Evidenze scomparse. L’avvocato dettaglia che durante il processo scomparvero molte evidenze, tra queste la croce pettorale, dato che alcune foto mostrano il cardinale assassinato nel sedile posteriore, con ancora la croce al collo. Era un altro elemento che accreditava che non si trattava di un narcotrafficante e pertanto non poteva dar luogo a confusione. Aggiunge: “Ci sono evidenze che dimostrano che ci furono persone che raccolsero i bossoli sul pavimento, ripulendo la scena del crimine, anche i dati degli scontrini del parcheggio delle automobili che si trovavano lì in quel momento scomparvero, come centinaia di pagine del rapporto”. Fernando Guzmán ricorda anche che dal controllo delle informazioni dei registri di bordo degli aerei il giorno del crimine si scopre che l’allora procuratore Generale della Repubblica, Jorge Carpizo Mc Gregor, arrivò a Guadalajara un’ora prima dell’assassinio del cardinale, accompagnato da agenti della Polizia Federale; vi rimasero solo mezz’ora, e immediatamente ritornarono a Città del Messico poco prima del crimine”. Si chiede l’avvocato: “Qual era lo scopo di quel volo, investigare un crimine che ancora non era stato compiuto o prepararlo?”.
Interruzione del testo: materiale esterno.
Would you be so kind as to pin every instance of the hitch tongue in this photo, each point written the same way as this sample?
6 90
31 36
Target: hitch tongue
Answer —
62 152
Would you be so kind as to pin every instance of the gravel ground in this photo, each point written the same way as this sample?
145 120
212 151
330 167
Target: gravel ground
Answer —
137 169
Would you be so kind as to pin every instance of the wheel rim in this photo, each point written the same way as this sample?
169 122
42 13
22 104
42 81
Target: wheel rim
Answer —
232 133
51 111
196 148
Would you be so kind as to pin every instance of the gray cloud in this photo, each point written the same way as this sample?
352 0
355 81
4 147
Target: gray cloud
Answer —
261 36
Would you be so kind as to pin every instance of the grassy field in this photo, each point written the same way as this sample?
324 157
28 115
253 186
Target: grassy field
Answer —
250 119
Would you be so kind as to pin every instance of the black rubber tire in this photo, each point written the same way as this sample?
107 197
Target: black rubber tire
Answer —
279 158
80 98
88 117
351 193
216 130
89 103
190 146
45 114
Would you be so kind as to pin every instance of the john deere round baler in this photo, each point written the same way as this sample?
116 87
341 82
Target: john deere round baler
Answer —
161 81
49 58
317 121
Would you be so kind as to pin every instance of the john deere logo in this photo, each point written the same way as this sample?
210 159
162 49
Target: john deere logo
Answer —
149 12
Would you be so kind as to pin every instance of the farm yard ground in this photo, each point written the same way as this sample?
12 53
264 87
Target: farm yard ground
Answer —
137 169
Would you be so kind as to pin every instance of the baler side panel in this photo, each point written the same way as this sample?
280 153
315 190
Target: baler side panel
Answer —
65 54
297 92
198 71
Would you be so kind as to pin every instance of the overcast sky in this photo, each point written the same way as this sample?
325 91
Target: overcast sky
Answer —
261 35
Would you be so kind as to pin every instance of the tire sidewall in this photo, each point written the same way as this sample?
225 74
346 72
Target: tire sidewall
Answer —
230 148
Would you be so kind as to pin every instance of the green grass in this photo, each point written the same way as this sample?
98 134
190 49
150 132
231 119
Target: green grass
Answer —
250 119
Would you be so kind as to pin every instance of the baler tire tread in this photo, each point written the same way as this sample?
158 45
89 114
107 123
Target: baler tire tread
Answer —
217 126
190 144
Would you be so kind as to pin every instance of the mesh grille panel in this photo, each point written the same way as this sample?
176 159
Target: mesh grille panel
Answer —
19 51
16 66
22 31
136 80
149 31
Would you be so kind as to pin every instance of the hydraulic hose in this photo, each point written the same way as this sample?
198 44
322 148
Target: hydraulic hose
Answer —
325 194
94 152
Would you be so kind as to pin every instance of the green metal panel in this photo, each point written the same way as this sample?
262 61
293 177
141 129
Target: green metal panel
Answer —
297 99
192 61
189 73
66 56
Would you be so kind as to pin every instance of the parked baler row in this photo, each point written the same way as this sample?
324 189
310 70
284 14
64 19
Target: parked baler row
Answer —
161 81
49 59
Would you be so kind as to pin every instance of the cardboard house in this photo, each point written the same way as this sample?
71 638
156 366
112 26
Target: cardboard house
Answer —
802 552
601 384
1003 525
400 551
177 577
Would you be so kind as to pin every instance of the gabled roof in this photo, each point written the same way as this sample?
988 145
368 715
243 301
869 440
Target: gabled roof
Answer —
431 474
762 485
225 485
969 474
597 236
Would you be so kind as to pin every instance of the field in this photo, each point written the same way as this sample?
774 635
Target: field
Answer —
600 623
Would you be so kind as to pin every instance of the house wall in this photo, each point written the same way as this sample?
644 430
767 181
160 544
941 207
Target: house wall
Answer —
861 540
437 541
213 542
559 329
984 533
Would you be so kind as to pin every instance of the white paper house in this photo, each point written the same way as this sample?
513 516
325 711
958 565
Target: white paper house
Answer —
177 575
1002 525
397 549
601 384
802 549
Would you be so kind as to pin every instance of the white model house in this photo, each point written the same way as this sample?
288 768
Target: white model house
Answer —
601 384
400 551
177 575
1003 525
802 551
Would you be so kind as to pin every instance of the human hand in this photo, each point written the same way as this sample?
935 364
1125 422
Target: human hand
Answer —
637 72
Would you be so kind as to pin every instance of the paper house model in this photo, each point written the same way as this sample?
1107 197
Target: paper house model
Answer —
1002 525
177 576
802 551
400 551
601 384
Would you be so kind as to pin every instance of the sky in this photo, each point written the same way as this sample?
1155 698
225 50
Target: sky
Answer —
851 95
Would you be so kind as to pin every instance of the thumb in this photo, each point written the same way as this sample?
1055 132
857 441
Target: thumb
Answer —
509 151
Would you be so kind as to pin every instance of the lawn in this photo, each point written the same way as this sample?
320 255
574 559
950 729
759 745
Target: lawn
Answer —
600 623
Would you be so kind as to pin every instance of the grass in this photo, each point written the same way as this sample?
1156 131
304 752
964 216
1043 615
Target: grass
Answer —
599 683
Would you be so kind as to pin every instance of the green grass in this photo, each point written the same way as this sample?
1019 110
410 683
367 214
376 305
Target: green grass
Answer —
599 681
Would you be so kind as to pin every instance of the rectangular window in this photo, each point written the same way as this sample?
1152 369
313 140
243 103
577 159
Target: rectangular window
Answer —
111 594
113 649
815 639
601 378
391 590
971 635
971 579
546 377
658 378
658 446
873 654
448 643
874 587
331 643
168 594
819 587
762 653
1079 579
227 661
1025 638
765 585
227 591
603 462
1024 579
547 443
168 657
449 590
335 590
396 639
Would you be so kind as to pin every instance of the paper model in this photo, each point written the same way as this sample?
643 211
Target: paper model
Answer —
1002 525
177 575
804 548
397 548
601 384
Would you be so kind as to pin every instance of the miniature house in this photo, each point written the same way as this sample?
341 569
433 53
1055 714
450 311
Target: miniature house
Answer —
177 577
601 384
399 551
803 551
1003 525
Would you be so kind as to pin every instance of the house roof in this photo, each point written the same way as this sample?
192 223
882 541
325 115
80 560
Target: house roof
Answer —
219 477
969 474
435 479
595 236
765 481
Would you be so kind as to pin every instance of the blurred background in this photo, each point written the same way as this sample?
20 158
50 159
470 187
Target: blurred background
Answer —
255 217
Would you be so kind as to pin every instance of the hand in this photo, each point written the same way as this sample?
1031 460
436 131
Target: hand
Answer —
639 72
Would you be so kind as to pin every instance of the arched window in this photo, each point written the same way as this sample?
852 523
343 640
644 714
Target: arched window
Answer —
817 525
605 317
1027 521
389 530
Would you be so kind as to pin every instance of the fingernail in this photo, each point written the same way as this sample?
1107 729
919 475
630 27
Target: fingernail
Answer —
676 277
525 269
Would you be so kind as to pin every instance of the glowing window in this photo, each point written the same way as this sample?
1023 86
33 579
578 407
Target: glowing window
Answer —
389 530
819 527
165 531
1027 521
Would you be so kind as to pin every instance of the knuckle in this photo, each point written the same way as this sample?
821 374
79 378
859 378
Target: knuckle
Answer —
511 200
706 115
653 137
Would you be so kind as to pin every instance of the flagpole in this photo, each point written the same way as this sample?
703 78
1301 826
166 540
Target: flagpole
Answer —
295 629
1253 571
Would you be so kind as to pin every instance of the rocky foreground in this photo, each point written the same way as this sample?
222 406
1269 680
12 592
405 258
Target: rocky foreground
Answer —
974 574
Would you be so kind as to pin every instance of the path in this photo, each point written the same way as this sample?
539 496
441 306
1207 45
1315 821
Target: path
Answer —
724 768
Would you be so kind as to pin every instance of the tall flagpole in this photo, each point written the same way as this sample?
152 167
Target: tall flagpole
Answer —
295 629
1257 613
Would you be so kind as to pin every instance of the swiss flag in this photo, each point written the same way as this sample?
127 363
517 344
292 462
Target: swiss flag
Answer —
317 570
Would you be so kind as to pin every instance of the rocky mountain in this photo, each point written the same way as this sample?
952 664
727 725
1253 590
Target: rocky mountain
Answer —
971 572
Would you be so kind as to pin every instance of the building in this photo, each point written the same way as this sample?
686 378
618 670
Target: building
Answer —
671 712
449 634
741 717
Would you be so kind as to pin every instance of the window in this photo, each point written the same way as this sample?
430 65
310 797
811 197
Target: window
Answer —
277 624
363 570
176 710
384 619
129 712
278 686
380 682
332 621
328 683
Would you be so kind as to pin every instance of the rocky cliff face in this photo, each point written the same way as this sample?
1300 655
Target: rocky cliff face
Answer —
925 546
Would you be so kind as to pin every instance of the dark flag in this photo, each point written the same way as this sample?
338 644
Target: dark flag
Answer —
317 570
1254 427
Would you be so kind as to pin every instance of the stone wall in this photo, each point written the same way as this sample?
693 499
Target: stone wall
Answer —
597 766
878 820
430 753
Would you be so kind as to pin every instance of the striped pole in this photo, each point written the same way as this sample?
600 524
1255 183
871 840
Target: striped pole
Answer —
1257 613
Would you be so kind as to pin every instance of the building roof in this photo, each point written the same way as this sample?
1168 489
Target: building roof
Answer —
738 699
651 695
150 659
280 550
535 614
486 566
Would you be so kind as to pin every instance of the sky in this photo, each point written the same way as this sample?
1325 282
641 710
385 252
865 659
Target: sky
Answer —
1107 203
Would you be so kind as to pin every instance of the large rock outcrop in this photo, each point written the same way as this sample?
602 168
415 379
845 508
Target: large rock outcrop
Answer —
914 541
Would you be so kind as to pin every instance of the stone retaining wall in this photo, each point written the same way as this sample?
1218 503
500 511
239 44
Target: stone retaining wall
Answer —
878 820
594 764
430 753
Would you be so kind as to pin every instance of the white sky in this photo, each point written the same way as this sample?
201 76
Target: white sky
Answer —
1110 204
¿Cosa ci si aspetta dal caso? Al chiedere a Guzmán se ha ricevuto minacce per il suo impegno per cercare di risolvere il caso, ha rivelato che “in un momento, ci furono circostanze complicate, e anche per questo si presentarono denunce al PGR”.

-Ci sono le condizioni perché il caso si chiarisca?

-No, per il semplice fatto che non c’è alcun interesse ad avanzare con le indagini. Ma la storia ricorderà questo oscuro capitolo come un monumento all’impunità in Messico, e un grido che reclama giustizia. Come possono le persone aspirare alla giustizia quando patiscono violenze, soprusi, crimini e assalti, se neppure un crimine di questa portata è stato risolto?

Il perdono della Chiesa. L’avvocato ha segnalato che c’è stato interesse da parte di papa Giovanni Paolo II, Benedetto XVI, e adesso di papa Francesco, che il caso si risolva: “si conoscono i fatti ma sicuramente questo caso, così triste, rimarrà nella storia dell’impunità”. Ha aggiunto che la posizione della Chiesa in Messico è chiara: vuole sapere il perché hanno ucciso il cardinale e chi furono i responsabili. Solo così si potrà perdonare. “Il Messico è assetato di verità e giustizia; se un giorno il caso verrà risolto, sarebbe un passo importante per raggiungere la riconciliazione, la pace e la giustizia”.

Fernando Guzmán Pérez ha concluso che, a quasi 25 anni dal crimine, “abbiamo ancora un paese dove la violenza tracima da tutte le parti: più di 33 crimini di sacerdoti negli ultimi anni, più di 30 omicidi di giornalisti, nessuno dei quali risolto, nonostante ci siano procuratori in abbondanza; c’è impunità, c’è violenza, insicurezza, narcotraffico e tossicodipendenza, e questa situazione che colpisce il Messico forse si sarebbe evitata se la denuncia che il cardinale Posadas presentò coraggiosamente 24 anni fa, riguardo la copertura ai narcotrafficanti dalle alte sfere del potere, avesse avuto risonanza. Oggi non avremmo un cardinale assassinato, ma un Messico differente”.